New Tool for Data Visualization/Dimension reduction


Wei-Ying Wang and Stuart Geman, 2017

We developed a very simple yet effective algorithm, called PSA, the Prediction-Shift algorithm. The algorithm combines ideas of mean-shift and PCA. In particular, we can adjust a parameter to achieve either data visualization or dimension reduction.

Data Visaulization with PSA

In the left is the original points, and in the right is the result of PSA after 6 iterations. It captures the “spiral” shape of the data.

The operation took less than 1 second in my python script for 400 3D data points.

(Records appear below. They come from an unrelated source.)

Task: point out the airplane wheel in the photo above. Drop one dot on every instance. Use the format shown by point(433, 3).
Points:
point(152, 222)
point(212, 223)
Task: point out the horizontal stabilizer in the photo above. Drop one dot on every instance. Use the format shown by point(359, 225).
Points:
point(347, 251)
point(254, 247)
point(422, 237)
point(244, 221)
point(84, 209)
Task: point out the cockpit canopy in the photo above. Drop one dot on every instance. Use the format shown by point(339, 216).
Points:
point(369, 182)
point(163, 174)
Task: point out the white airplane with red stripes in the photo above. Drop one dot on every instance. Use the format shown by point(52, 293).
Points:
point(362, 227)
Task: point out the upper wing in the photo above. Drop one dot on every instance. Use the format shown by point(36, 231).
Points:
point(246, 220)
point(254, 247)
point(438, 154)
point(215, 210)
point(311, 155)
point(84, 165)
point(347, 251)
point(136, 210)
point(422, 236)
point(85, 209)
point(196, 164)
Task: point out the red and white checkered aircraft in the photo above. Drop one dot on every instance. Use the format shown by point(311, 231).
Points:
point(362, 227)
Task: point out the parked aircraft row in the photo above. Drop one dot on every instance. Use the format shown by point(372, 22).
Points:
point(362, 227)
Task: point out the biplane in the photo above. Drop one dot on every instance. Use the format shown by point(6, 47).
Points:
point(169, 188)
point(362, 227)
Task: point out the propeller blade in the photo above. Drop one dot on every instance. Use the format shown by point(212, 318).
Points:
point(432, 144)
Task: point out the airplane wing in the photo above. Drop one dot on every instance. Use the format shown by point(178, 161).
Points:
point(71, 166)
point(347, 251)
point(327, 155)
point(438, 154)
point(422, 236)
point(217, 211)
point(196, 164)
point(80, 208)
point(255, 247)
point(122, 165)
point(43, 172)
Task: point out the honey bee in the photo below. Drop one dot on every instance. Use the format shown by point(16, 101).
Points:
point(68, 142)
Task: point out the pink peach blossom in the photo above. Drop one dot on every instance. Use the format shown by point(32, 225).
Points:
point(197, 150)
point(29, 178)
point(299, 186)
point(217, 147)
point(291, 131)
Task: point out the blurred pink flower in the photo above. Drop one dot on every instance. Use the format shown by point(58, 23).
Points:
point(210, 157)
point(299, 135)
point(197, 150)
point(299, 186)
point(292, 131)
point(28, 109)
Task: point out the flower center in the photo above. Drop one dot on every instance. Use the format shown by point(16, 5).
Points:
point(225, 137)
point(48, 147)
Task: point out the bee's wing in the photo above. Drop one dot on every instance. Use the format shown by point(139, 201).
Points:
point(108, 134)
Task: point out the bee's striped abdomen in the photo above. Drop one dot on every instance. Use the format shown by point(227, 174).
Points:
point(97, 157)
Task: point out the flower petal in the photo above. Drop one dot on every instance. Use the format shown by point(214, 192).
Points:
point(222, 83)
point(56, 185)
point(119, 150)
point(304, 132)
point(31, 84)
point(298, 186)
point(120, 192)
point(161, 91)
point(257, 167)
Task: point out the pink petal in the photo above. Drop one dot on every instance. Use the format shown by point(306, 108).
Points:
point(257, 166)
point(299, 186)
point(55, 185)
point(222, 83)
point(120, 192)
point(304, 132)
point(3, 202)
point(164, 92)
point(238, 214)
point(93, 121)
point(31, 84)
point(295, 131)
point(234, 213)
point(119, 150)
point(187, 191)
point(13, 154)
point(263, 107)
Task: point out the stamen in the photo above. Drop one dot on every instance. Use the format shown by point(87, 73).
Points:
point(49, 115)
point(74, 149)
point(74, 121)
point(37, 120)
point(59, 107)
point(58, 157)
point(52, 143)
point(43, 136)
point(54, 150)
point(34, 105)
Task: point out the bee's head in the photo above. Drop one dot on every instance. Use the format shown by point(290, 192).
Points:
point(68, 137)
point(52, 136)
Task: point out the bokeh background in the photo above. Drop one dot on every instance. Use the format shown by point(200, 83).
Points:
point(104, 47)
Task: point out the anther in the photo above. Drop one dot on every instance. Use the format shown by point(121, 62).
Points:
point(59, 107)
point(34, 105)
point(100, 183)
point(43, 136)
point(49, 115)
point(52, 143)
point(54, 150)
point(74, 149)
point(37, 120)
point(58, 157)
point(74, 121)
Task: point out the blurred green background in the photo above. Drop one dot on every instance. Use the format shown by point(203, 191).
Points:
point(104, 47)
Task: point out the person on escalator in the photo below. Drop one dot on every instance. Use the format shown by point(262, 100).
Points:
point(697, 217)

Dimension Reduction with PSA:

Let’s test our reduction algorithm with the famous S-shped data used in LLE (Local Linear Embedding, see here.) In the next plots, the left plot shows the original data, and the right one is the result of PSA after 100 iteration. Note that the color of each points are corresponding to each other. This took about 5 second for this 1000 data.

Perhaps the best way to understand how it work is through the video. In the following video, we can see how it “unfolds” the complicated structure of data.

One can reduce data to any lower dimension. Let’s reduce our first example to one dimension.

Appendix

PCA is probably the oldest tool to achieve dimension reduction. If you run PCA on data (or say, do spectrum decomposition on the empirical covariance matrix), the direction of the largest eigenvector (which corresponds to the largest eigenvalue) will be the vector that achieves the widest spread of the data. That is, if you project your data to the vector, the reduced data will have the largest variance among the projections from any other vectors of the same dimension.